The first bull, though somewhat the
larger of the two, and by far the better antlered,
was taken at a disadvantage. Before he could whirl
and present his formidable front to the charge, the
newcomer caught him on the flank, knocked him clear
off his feet, and sent him crashing into the fence.
The fence went down like stubble; and the boy, his
eyes starting with astonished terror, scurried like
a rabbit for the nearest tree. Climbing into
the branches with an agility which surprised even
himself, he promptly recovered from his panic and
turned to watch the fight.
The first bull, saved from serious
injury by the defects of his adversary’s antlers,
picked himself up from the wreckage of the fence,
and, grunting with anger, plunged back to meet his
assailant. The latter, somewhat puzzled by the
fence and its zig-zag twistings, had drawn a little
to one side, and so it happened that when the first
bull rushed at him, the angle of a fence corner intervened.
When the opposing antlers came together, they met
harmlessly between the heavy rails, and got tangled
in a way that seemed to daunt their owners’
rage. In the pushing and struggling the top rail
was thrown off and fell smartly across the newcomer’s
neck. At the same time one of the stakes flew
up and caught the first bull fairly on the sensitive
muzzle. Sneezing violently, he jumped back; and
the two stood eyeing each other with fierce suspicion
over the top of the fence.
The boy was trembling with excitement
there in his tree, eager for the fight to go on and
eager to see which would win.
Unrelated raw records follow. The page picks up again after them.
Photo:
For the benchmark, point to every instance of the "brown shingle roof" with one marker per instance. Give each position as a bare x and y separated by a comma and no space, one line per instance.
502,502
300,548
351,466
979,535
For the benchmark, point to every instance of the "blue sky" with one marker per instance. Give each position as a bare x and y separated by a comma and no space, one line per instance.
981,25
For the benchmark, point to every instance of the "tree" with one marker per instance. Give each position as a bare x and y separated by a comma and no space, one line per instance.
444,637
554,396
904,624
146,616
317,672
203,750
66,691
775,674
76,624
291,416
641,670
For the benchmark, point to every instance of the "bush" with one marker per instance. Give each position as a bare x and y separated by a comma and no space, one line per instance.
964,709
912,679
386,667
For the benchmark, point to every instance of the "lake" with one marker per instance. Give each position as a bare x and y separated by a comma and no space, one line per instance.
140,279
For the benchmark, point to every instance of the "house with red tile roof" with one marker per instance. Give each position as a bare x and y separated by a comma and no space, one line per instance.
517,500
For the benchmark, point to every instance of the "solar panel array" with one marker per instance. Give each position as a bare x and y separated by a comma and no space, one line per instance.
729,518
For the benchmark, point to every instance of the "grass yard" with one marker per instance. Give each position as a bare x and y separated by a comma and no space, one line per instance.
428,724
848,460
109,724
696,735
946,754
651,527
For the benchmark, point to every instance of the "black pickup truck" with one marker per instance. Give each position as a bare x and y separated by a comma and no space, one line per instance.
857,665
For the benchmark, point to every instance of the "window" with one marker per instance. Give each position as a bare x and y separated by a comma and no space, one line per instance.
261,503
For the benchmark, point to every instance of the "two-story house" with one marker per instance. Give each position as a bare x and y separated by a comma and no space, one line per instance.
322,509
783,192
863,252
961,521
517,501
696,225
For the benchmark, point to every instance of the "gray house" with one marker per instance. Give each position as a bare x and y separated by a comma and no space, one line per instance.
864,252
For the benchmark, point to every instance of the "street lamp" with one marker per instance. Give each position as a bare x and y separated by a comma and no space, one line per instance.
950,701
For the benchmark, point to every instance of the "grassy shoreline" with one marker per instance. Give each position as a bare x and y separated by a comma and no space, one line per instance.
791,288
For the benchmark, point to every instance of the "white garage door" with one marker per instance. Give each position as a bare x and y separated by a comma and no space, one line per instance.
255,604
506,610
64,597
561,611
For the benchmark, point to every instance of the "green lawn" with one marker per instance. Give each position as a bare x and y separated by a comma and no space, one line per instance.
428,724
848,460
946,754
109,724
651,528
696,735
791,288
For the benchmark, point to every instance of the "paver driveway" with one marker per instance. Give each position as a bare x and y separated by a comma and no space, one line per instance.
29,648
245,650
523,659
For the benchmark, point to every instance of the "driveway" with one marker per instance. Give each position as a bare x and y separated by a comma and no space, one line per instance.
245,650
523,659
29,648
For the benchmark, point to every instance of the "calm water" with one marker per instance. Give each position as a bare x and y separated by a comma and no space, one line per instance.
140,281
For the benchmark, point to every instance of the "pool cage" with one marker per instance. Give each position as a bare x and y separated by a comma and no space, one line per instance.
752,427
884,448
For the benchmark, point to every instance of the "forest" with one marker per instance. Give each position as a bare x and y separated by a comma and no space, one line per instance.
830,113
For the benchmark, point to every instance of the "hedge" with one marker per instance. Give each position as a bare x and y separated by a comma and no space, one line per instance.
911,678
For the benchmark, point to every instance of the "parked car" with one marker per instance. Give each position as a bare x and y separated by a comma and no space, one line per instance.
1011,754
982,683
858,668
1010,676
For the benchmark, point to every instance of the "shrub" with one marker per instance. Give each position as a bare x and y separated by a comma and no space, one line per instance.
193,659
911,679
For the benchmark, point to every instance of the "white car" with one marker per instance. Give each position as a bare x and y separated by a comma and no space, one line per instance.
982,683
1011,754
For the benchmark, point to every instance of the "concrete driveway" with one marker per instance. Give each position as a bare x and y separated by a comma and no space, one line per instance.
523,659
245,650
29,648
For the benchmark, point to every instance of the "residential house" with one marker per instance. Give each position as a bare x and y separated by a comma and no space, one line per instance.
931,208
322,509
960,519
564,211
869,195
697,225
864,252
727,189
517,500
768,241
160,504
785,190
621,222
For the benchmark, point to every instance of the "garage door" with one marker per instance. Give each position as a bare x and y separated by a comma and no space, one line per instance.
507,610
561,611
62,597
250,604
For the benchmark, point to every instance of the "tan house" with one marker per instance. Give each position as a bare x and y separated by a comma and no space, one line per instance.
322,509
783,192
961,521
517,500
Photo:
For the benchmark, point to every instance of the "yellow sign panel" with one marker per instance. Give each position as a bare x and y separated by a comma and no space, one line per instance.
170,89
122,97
But in this he was
doomed to disappointment. The end came in a most
unlooked-for fashion. It chanced that the boy’s
“calling” had deceived others besides the
two young bulls. The old hunter, in his cabin
under the hill, had heard it. He had snatched
his rifle from behind the door, and stolen swiftly
up to the back pasture.
From a clump of hemlock not fifty
yards away came a red flash and a sharp report.
The bull on the near side of the fence sprang into
the air with a gasping cough, and fell. The smaller
bull, who knew what guns meant, simply vanished.
It was as if the dusk had blotted him out, so noiselessly
and instantaneously did he sink back into the thickets;
and a moment later he was heard crashing away through
the underbrush in mad flight. As the hunter stepped
up to examine his prize, the boy dropped from the
tree, grabbed his birch-bark tube, and came forward
proudly.
“There wasn’t any cow
at all,-’cept me!” he proclaimed,
his voice ringing with triumph.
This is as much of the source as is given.